Wir haben uns wieder unser kleines Motorrad ausgeliehen und uns aufgemacht. Mittlerweile weiß ich auch wie ich völlig lässig hinten als Beifahrer sitzen kann.

Es gibt einen weißen Strand auf Camiguin. Erstaunlicherweise ist der völlig verlassen. Er ist Teil eines Schutzprojektes. Es werden große "Mördemuscheln" gezüchtet. Wunderschön.

Wir haben gerne einen Eintrittspreis von 25 Pesos pro Person bezahlt, um die Nursery zu besichtigen. Dann kann man noch eine Führung zu den Muscheln buchen. Kostet 150 pP.

Wir haben uns die Becken angeschaut uns erlären lassen warum die Muscheln so bedroht sind. Dann sind wir mit Schnorchel und Maske ins Wasser gestiegen. Unser erster Eindruck war- mein Gott wieder so ein Schnorchelausflug! Alles kaputt!

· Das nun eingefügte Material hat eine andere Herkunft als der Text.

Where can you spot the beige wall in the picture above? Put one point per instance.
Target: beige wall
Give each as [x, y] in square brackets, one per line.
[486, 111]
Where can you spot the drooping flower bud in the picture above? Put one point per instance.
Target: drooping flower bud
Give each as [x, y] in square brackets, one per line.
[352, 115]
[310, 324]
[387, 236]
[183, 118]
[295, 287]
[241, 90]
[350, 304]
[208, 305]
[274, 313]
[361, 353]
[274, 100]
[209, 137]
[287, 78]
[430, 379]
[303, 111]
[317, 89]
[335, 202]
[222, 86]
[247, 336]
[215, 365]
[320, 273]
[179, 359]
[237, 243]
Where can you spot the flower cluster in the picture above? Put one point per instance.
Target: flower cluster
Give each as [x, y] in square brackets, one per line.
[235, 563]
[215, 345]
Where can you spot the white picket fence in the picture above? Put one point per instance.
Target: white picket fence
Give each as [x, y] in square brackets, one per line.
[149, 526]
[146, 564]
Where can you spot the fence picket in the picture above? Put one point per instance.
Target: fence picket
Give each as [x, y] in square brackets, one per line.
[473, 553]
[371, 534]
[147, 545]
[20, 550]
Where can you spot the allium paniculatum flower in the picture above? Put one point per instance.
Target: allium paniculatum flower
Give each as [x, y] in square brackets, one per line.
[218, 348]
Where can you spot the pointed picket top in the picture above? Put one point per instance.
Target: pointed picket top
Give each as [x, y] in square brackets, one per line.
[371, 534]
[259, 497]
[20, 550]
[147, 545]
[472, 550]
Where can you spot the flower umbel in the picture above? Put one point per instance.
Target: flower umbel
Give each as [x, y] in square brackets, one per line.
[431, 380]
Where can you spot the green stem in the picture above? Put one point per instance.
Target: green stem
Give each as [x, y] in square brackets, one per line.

Und dann waren da erstmal diese riesigen Tellerkorallen – völlig überraschend. 6M im Durchmesser- absolut unzerstört. Und so viele! Man muss in Kauf nehmen, dass viele Bereiche innerhalb der Korallen zerstört sind, doch es ist wirklich sehenswert. Wir hatten den Eindruck, das Riff erholt sich langsam. Das Schutzgebiet besteht seit 1985. Man kann hier auch Anemonenfische sehen. Wir untestützen das ganze Projekt gerne. Sie haben bereits tausende von Muscheln ausgesetzt. Und es macht total Freude,die farbenprächtigen Muscheln zu beobachten.




Freitag, 29. April 2011

Tag 4 - Chillen am Strand

Wir sind den ganzen White Beach entlang gelaufen. Der Strand bleibt gleich schön. Es wird immer geschäftiger in Richtung der Station 1. Der Weg unter den Palmen ist schön schattig. Man kommt aber trotzdem ins Schwitzen. Trotz der vielen Menschen ist die Atmosphäre entspannt und chillig. Man wird zwar angesprochen, ob man Sunset Sailing machen möchte, aber ein Nein wird schnell akzeptiert.

Besonders lecker sind die frischen Früchte der fliegenden Händler. Meist eine ältere Frau mit einem riesigen Korb voller Früchte auf dem Kopf. Besonders gut sind auf Boracay die Mangos. Man kann sie sich direkt vom Verkäufer schneiden lassen. Das ist nebenher auch ein interessantes Erlebnis- wie jeder nachvollziehen kann, der zu Hause mal eine mango schneiden wollte. Das Fruchtfleisch ist süß und zergeht auf der Zunge. Eine wahre Geschmacksexplosion. Für ein ganzen Kilo Mangos haben wir 100 Pesos bezahlt. Das sind ungefähr 1,50 Euro.

Wir waren bis Willy`s Rock auf Höhe des Lokals "Guilly`s Island". Da haben wir uns einen Sonneschirm gemietet und im Schatten schönes kühles Sam Miguel Light getrunken.

Weil es so extrem warm ist, gibt es am Strand, wo es windstill ist ein paar Algen. Das ist aber nicht weiter störend.